Product Specifications

Source

Spodoptera frugiperda, Sf 21 (baculovirus)-derived human BTK protein
Met 6-His tag Sumo-tag
(mutated, uncleavable)		 3c Protease site Human BTK
(Ala2-Ser659)
Accession # Q06187.3

Purity

>95%, by SDS-PAGE visualized with Silver Staining and quantitative densitometry by Coomassie® Blue Staining.

Endotoxin Level

<0.10 EU per 1 μg of the protein by the LAL method.

N-terminal Sequence Analysis

Protein identity confirmed by mass spectrometry.

Predicted Molecular Mass

89 kDa

SDS-PAGE

82-90 kDa, under reducing conditions

Activity

Measured by its ability to transfer phosphate from adenosine triphosphate (ATP) to a synthetic peptide substrate.
The specific activity is >80 pmol/min/μg, as measured under the described conditions. 

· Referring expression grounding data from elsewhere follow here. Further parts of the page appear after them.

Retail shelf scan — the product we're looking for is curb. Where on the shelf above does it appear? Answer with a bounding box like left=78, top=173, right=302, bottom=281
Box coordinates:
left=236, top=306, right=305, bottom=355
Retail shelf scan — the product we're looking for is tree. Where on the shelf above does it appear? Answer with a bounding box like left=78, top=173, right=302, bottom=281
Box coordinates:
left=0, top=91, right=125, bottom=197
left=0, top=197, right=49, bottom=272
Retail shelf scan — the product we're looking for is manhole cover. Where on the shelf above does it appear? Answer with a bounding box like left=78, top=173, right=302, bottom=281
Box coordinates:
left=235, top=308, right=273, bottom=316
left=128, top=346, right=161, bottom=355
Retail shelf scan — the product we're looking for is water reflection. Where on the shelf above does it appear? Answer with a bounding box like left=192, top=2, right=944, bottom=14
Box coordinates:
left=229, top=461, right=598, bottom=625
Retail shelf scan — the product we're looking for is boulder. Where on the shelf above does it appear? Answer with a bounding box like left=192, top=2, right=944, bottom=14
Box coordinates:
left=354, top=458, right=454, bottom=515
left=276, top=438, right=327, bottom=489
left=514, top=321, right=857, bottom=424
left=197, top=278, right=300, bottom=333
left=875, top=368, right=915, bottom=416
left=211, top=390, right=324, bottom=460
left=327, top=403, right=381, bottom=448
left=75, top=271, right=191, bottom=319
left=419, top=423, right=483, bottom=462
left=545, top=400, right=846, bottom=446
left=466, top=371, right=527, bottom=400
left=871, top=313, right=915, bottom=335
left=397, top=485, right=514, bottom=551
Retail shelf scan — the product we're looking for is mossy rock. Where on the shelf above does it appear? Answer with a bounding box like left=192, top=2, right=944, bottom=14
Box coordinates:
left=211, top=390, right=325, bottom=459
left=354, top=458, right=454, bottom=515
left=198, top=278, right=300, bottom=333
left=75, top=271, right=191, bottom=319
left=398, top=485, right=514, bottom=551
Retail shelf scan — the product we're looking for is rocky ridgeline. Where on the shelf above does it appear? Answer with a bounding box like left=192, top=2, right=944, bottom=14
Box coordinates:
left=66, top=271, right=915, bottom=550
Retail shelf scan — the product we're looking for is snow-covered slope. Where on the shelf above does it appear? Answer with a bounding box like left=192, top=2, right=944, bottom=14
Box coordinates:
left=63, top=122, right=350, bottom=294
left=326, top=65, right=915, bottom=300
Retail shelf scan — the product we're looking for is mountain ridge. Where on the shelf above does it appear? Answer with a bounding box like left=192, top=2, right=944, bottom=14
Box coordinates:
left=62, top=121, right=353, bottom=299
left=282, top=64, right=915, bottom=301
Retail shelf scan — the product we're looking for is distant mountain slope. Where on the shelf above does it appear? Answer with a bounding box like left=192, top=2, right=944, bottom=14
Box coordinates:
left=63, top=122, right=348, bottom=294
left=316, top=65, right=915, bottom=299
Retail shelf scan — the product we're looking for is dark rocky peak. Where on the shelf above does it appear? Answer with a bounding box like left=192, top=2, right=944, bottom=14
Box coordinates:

Scientific Data Images for Recombinant Human BTK His-tag Protein, CF

Recombinant Human BTK His-tag Enzyme Activity.

Recombinant Human BTK His-tag (Catalog # 11750-BK) is measured by its ability to transfer phosphate from adenosine triphosphate (ATP) to a synthetic peptide substrate.

Recombinant Human BTK His-tag SDS-PAGE.

2 μg/lane of Recombinant Human BTK His-tag Protein (Catalog # 11750-BK) was resolved with SDS-PAGE under reducing (R) and non-reducing (NR) conditions and visualized by Coomassie® Blue staining, showing bands at 82-90 kDa, under reducing conditions.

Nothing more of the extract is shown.